The Bechdel test (/ˈbɛkdəl/ BEK-dəl) asks whether a work of fiction features at least two women or girls who talk to each other about something other than a man or boy. The requirement that the two women or girls must be named is sometimes added.
About half of all films meet these requirements, according to user-edited databases and the media industry press. The test is used as an indicator for the active presence of women in films and other fiction, and to call attention to gender inequality in fiction.
Also known as the Bechdel–Wallace test, the test is named after the American cartoonist Alison Bechdel, in whose comic strip Dykes to Watch Out For it first appeared in 1985. Bechdel credited the idea to a friend, Liz Wallace, and to the writings of Virginia Woolf. After the test became more widely discussed in the 2000s, a number of variants and tests inspired by it have been introduced.
In her 1929 essay A Room of One's Own, Virginia Woolf observed about the literature of her time what the Bechdel test would later highlight in more recent fiction:
All these relationships between women, I thought, rapidly recalling the splendid gallery of fictitious women, are too simple. [...] And I tried to remember any case in the course of my reading where two women are represented as friends. [...] They are now and then mothers and daughters. But almost without exception they are shown in their relation to men. It was strange to think that all the great women of fiction were, until Jane Austen's day, not only seen by the other sex, but seen only in relation to the other sex. And how small a part of a woman's life is that [...]

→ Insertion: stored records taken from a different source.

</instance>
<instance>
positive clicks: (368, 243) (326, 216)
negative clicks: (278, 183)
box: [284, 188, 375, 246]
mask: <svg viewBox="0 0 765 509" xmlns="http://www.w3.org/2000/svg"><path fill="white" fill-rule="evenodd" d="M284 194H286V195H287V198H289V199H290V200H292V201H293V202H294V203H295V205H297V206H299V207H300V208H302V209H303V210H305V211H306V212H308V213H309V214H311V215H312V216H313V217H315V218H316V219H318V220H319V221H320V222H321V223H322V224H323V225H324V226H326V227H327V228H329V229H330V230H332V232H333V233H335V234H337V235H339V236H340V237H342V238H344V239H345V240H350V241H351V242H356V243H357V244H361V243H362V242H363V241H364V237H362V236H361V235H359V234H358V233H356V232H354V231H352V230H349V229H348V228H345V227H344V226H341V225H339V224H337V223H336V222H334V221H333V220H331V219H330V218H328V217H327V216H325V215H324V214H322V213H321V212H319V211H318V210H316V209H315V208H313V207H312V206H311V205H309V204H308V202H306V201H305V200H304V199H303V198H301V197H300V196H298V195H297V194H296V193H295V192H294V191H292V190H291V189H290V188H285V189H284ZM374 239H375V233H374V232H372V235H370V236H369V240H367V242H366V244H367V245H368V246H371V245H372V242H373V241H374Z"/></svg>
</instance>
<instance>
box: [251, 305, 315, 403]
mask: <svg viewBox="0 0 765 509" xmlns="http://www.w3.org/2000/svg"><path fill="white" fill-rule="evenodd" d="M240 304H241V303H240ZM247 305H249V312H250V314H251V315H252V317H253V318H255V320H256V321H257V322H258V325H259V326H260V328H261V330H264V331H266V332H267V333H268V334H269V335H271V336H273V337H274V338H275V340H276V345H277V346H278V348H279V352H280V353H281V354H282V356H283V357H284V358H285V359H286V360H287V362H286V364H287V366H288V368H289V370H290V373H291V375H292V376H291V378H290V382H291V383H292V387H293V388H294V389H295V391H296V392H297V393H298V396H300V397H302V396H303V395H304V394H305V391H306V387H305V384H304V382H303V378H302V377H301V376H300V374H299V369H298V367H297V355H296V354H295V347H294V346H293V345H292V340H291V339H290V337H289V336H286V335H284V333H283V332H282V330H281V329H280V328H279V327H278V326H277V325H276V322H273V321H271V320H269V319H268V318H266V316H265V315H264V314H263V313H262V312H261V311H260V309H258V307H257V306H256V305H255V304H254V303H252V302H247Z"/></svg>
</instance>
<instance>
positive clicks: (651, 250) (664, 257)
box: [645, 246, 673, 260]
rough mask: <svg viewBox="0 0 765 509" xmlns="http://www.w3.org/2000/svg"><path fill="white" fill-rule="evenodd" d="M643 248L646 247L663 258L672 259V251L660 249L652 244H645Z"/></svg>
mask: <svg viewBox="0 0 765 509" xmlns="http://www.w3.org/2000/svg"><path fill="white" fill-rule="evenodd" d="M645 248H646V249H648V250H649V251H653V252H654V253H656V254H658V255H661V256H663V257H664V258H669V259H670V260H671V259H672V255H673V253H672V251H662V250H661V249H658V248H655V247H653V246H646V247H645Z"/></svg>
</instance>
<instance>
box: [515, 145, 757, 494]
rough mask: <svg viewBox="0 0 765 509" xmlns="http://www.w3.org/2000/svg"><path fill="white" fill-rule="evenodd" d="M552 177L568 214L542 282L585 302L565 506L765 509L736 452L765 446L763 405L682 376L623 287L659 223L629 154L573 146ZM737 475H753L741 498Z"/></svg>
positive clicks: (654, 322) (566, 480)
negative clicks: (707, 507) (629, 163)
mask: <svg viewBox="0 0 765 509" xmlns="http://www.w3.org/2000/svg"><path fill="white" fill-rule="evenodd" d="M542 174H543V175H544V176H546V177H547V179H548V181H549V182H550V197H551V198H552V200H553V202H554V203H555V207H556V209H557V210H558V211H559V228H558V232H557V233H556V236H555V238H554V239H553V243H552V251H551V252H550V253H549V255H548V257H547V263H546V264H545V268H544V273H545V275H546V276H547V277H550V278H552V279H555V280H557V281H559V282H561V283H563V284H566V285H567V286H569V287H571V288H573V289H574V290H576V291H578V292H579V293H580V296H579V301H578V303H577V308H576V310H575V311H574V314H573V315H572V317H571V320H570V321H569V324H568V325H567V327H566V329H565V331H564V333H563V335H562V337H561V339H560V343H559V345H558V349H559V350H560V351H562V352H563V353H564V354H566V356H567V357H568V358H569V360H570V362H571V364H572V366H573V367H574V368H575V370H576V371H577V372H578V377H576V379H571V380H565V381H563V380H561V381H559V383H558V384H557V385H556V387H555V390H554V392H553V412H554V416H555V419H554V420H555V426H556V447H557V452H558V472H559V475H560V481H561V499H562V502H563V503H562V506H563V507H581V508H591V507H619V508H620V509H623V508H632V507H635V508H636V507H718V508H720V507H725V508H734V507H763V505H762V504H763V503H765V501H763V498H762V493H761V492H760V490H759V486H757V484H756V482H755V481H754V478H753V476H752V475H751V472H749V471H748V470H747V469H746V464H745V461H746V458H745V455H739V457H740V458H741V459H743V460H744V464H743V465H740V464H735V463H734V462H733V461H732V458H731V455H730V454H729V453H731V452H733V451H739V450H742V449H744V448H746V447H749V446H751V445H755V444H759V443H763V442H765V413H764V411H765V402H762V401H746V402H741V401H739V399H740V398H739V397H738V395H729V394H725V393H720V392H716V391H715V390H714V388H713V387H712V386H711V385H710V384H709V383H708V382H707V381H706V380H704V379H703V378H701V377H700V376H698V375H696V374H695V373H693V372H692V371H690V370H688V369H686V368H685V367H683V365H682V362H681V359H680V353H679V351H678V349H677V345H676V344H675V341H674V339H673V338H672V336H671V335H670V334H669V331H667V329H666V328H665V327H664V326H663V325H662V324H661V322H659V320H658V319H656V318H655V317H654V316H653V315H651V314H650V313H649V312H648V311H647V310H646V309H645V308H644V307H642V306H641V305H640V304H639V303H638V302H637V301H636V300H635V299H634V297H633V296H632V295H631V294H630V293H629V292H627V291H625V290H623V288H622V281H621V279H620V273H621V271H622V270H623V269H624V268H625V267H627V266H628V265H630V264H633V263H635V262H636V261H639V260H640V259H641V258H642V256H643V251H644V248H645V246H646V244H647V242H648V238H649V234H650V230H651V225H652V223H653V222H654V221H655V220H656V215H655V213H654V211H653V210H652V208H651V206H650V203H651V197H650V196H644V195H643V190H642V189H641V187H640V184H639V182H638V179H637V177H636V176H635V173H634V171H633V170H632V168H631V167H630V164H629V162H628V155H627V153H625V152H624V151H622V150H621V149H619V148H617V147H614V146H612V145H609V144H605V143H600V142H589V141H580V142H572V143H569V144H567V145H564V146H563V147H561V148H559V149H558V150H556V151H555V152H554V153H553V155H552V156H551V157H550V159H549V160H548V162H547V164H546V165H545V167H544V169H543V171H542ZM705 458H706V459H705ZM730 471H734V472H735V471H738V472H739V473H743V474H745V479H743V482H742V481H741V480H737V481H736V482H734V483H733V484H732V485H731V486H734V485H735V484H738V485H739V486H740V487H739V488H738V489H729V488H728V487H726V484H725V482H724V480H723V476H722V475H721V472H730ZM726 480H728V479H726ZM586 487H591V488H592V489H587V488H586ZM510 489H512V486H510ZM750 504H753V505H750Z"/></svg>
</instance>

In film, a study of gender portrayals in 855 of the most financially successful U.S. films from 1950 to 2006 showed that there were, on average, two male characters for each female character, a ratio that remained stable over time. Female characters were portrayed as being involved in sex twice as often as male characters, and their proportion of scenes with explicit sexual content increased over time. Violence increased over time in male and female characters alike.